読者諸氏にも、読んだ後に物事を見る目が全く変わってしまうような論文に出会うことがあるであろう。1970年代前期のOmran氏の古典的な論文は、それまでけして引用されるようなことはなかったが、私が氏の論文を読んだとき、私にとって世の中が大きく変わってしまったのだ。すなわち、健康な世界(the world of health)とは、単に個々人の疾病のない状態ではなく、それぞれの健康が良好な関係を保ちながら結びついた状態であると考えるようになったのであった。したがって、中国の人々の疾病は私たちの国へも影響を及ぼしうるのであり、それゆえ、私たちは世界的規模での疾病パターンを知る必要がある。さらに、過去50年間に起こった急速な経済成長にともなう世界の疾病パターンの変化は、完全に予測しえたことである。
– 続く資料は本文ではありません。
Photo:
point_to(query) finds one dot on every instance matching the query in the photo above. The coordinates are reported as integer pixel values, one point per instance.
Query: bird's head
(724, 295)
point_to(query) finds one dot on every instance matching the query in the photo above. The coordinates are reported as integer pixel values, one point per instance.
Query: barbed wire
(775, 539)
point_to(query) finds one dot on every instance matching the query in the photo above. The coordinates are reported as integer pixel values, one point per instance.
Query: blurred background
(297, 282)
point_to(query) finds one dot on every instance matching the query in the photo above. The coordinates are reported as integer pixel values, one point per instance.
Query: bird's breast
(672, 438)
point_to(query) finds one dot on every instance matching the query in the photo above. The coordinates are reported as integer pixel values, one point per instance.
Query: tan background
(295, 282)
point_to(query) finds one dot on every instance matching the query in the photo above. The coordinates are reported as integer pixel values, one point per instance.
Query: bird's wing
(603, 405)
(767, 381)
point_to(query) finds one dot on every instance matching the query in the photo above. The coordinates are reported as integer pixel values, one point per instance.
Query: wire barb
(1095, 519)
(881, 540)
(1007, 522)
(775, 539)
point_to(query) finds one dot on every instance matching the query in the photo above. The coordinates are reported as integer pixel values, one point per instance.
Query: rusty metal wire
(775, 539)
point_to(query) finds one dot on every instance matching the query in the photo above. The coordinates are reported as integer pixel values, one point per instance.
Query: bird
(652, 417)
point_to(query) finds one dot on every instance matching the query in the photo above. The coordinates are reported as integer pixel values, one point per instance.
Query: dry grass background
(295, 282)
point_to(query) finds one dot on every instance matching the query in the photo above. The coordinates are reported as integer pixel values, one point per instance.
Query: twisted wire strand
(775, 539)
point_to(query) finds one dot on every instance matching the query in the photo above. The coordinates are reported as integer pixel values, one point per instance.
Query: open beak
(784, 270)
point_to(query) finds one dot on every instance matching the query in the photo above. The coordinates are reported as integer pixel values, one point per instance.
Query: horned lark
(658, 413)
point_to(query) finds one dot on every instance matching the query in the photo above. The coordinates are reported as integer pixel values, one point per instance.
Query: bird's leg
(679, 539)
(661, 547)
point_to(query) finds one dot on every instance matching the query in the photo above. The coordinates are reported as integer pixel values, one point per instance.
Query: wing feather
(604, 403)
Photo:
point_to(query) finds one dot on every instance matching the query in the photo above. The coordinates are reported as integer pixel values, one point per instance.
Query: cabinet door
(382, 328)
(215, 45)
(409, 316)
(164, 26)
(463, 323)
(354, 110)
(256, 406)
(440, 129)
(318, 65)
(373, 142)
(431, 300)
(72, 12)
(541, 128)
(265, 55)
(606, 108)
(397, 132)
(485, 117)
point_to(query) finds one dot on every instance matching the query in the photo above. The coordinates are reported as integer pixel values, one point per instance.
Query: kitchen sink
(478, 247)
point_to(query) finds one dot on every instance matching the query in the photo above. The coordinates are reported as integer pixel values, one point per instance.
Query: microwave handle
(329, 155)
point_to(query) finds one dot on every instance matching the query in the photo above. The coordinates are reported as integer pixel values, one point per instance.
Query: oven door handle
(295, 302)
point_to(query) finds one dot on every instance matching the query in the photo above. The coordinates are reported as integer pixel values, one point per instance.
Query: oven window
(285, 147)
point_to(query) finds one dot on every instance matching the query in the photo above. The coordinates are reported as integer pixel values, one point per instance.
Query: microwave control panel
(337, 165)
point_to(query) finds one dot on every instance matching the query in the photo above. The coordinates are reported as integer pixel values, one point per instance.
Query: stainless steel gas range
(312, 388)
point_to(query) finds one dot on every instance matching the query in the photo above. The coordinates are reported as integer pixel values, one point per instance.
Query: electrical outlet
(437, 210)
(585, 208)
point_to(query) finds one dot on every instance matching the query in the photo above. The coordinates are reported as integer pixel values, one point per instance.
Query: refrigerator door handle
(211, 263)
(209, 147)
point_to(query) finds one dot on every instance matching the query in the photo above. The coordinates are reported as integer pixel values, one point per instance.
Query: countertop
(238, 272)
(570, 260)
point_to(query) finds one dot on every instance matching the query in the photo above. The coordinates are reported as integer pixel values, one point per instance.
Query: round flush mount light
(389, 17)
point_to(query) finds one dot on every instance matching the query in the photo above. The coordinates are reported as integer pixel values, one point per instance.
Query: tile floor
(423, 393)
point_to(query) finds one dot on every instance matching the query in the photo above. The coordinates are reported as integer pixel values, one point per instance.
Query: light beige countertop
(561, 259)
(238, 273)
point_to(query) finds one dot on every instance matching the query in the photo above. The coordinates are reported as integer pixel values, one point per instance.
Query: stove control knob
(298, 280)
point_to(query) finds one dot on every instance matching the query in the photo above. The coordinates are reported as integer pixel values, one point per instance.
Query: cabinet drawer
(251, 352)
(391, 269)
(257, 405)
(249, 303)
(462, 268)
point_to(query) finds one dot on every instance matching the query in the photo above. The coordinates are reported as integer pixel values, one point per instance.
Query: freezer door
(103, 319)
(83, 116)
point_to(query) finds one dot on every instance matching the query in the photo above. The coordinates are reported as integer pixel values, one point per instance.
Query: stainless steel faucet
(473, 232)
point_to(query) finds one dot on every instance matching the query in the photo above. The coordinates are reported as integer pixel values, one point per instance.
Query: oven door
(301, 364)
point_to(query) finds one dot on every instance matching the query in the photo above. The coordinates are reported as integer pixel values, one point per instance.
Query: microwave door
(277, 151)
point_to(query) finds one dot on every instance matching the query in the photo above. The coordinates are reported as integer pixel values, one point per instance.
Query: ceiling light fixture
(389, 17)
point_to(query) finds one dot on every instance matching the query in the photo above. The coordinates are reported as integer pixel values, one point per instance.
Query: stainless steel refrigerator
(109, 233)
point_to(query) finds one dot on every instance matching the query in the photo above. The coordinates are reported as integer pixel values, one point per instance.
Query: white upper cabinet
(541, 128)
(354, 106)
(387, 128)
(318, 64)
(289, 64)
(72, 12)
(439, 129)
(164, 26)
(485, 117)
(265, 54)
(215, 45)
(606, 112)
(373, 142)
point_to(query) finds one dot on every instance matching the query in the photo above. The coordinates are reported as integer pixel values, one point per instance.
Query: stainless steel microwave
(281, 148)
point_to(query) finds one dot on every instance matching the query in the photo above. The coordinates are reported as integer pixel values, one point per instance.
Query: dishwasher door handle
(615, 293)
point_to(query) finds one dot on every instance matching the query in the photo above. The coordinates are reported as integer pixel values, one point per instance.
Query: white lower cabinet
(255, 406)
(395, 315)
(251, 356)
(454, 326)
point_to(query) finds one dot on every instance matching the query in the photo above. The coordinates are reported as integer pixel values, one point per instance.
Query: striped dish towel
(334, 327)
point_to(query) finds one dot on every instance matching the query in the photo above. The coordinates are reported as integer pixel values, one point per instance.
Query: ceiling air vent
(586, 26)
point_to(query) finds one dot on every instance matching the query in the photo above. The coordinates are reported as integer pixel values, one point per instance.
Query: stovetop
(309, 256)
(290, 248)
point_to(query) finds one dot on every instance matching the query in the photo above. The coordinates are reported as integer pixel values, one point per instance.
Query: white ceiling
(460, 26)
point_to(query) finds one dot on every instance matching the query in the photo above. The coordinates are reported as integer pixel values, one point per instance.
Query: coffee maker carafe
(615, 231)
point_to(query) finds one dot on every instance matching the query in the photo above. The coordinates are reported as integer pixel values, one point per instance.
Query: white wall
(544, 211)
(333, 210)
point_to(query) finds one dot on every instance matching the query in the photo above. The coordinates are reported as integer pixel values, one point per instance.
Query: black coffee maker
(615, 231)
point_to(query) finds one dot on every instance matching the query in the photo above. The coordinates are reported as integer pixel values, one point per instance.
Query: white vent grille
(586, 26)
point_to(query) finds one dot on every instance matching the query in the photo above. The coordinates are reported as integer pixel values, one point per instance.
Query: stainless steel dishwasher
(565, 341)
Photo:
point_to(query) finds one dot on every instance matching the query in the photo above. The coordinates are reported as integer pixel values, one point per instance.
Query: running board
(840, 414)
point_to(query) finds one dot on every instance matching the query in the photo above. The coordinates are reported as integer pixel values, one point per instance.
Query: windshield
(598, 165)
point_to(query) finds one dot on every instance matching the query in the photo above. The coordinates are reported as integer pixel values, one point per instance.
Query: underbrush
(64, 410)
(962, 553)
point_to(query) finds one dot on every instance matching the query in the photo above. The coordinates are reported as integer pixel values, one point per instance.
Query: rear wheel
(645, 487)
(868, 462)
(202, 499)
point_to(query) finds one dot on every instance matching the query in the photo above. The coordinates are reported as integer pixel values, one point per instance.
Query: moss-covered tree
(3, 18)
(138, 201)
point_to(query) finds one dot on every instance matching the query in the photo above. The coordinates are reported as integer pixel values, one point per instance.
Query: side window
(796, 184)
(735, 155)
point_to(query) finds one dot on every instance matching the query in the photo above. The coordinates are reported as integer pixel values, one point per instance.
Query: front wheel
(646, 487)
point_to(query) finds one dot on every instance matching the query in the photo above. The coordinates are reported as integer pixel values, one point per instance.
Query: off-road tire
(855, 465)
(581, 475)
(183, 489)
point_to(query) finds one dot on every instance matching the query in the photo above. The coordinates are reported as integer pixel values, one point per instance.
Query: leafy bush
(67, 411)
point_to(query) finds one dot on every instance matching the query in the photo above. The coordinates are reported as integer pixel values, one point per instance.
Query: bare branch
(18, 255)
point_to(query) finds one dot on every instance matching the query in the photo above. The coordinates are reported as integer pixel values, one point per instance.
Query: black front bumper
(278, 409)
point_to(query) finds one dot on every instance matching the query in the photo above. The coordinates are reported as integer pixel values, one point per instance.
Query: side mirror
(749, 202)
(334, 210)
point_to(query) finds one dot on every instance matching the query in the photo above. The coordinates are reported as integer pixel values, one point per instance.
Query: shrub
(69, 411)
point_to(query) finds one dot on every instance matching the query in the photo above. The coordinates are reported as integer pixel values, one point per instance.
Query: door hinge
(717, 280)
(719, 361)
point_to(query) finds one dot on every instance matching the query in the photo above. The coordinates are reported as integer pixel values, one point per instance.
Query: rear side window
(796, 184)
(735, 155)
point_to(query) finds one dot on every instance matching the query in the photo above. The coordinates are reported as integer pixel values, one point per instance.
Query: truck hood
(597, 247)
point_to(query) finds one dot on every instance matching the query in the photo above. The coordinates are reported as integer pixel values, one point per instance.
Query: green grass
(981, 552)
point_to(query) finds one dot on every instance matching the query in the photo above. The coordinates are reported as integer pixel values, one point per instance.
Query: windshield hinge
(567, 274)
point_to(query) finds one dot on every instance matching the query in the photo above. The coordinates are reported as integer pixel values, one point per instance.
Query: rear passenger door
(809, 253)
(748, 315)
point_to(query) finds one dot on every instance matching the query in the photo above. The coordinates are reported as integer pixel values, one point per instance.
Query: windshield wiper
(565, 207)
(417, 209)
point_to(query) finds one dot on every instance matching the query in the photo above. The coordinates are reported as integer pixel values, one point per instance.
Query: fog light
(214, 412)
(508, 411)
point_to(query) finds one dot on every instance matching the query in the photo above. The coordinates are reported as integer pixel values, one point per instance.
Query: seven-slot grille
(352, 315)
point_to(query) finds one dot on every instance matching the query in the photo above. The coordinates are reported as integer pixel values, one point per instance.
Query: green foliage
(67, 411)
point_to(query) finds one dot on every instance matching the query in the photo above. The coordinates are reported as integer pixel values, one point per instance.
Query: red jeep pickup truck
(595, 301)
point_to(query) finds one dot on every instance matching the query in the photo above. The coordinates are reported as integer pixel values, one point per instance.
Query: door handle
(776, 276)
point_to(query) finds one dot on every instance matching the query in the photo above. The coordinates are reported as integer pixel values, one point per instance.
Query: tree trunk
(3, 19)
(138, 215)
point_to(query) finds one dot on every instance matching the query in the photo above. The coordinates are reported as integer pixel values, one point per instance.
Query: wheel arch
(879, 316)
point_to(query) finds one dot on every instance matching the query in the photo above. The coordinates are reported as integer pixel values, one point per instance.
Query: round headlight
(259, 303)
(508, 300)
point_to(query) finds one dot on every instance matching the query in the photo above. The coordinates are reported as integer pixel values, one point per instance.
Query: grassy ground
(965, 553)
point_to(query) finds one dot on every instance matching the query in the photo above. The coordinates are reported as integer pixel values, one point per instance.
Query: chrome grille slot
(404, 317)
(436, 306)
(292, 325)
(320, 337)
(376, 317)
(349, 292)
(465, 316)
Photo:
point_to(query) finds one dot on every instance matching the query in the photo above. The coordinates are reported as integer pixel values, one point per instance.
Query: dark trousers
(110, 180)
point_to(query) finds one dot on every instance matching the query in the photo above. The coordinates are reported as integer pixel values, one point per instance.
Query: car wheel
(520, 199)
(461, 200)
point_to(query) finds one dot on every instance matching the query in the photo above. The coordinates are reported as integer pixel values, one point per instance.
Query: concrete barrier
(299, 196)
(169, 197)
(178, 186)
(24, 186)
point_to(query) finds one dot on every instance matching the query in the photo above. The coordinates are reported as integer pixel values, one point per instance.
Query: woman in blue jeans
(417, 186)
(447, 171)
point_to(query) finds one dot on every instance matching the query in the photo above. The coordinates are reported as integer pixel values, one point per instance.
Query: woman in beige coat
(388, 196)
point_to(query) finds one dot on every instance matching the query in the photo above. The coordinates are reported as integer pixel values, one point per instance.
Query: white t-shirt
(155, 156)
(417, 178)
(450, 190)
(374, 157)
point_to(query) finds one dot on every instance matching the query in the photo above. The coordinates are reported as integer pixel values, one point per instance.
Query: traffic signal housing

Omran氏は、世界で初めて出生率の変化パターンと死亡率の変化パターンとを結び付けることを思いついた。氏が描写しているのは、私が考えるに最も望ましい疾病の関連モデルであり、また、長期間にわたり疾病パターンに影響するものである。氏は、健康をシステム相関(systems perspective)から捉えることがいかに重要かを示したといえよう。

この論文は、私の世界の健康についての認識を、また、Global healthへの取り組み方を根底から変えてしまった。